One day my Pop was looking at a sports flyer and saw an advertisement for Johnson’s Folding Goose Decoy’s. They were at a price he could afford and promptly sent off for them. A week later the Red Ball Stage delivered a flat package containing our new method of putting meat on the table. In the canvas bag were 12 full-size Canadian Honker folding decoys. They were printed on heavy chipboard and had a wax coating. They were two sided and when folded out the head and neck could be pivoted to an erect or feeding position. They had a flat piece of metal with tabs that when inserted between the two sides kept them upright which gave them a 3-dimention appearance. The metal separator had a 15 inch long stake that when pushed into the ground would let them pivot in the breeze. They looked very lifelike to us but the true test was what they would look like to a flock of geese flying high overhead.

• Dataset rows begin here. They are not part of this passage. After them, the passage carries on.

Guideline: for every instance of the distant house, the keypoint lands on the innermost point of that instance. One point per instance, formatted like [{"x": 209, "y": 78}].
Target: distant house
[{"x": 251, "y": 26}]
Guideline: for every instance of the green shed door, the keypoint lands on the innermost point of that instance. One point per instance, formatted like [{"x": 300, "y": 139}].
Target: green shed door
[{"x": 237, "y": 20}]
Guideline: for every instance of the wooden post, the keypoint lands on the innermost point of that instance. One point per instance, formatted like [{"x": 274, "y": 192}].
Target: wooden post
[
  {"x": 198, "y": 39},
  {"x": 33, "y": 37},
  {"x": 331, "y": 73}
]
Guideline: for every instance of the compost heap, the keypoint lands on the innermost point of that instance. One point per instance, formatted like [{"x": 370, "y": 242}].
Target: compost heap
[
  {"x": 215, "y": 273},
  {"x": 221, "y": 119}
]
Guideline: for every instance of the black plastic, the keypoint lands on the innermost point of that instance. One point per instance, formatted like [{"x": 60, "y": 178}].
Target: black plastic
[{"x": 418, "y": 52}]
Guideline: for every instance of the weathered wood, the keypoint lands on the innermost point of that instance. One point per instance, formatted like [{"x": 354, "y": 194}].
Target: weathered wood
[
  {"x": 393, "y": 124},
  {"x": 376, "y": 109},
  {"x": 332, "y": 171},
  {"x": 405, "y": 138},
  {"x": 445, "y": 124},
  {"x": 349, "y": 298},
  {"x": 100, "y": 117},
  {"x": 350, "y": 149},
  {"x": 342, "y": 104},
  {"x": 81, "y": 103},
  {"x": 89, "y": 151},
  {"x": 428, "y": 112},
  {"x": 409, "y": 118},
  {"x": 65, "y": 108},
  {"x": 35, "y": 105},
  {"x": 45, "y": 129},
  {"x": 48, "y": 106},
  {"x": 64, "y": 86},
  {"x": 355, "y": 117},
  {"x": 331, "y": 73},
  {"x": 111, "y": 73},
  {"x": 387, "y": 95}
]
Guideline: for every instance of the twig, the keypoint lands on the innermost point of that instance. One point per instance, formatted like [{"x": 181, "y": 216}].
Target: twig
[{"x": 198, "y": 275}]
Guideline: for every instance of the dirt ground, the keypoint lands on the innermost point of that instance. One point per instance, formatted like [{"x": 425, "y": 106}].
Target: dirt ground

Pop and I tried them out the next time we went hunting but nothing was flying that day so we put them back in the bag and went home.

About a week later my friend Herb and couldn’t wait to try out the decoys out in Basil Halls field After we had them set up in what we thought looked like a real live flock feeding and always with one or two with their heads up guarding the rest we got behind an embankment about 100 feet away. There were a few bands of geese flying but they paid no attention to the bunch on the ground.

There was a new kid in Bly at the time named Joe Schiller. Joe had moved there to live with an uncle. He came from some big city in the mid-west and had a hard time getting used to our small lumbering town ways. He was a really nice kid but we promptly put the moniker on him of “City Slicker”. Joe went right along as we pulled all kinds of tricks on him but he took it all in stride and became fast friends.

Joe went with us many times but on this occasion as Herb and I were waiting behind that dyke, we saw Joe come out from a stand of trees on the adjoining hill. I should mention that Joe had a big time smoking habit and couldn’t go long with out that dratted fag.

Joe was about 1000 yards away from us when he spotted our decoys and thought he had hit the jackpot. He immediately dropped down on his stomach and began to crawl. We couldn’t always see Joe since the grain stubble was pretty high at places, but we tracked his progress by the puffs of smoke that frequently rose into the air as he took another drag on his cigarette. Every so often his head would pop up to make sure the geese were still there.

Herb and I watched him get closer and closer for about 30 minutes. When he got to within about 50 feet he took a final drag on his weed, jumped up, took aim and was ready to fire off a couple of 12 gauge shots. Herb and I jumped up and hollered, “Hey, City”, don’t shoot our decoys.” Joe turned in disgust, threw a few expletives at us and stomped off toward home in a cloud of cigarette smoke.

When we got home and went by Joe’s house, he was sitting there waiting for us. He wasn’t mad but only embarrassed to be caught trying to make a dinner out of our decoys

I can’t remember if we got any geese to come down to our display that day but I know that over the remaining years I lived in Bly, they helped me keep our frozen food locker well stocked. Pop had made a good purchase.

I can envision some time in the Heavenly future, Herb and I may be sitting on a Heavenly cloud with our trusty decoys well placed in front of us. I just hope we don’t see City popping up over another cloud, with his shotgun in hand, waiting to ambush our fake flock.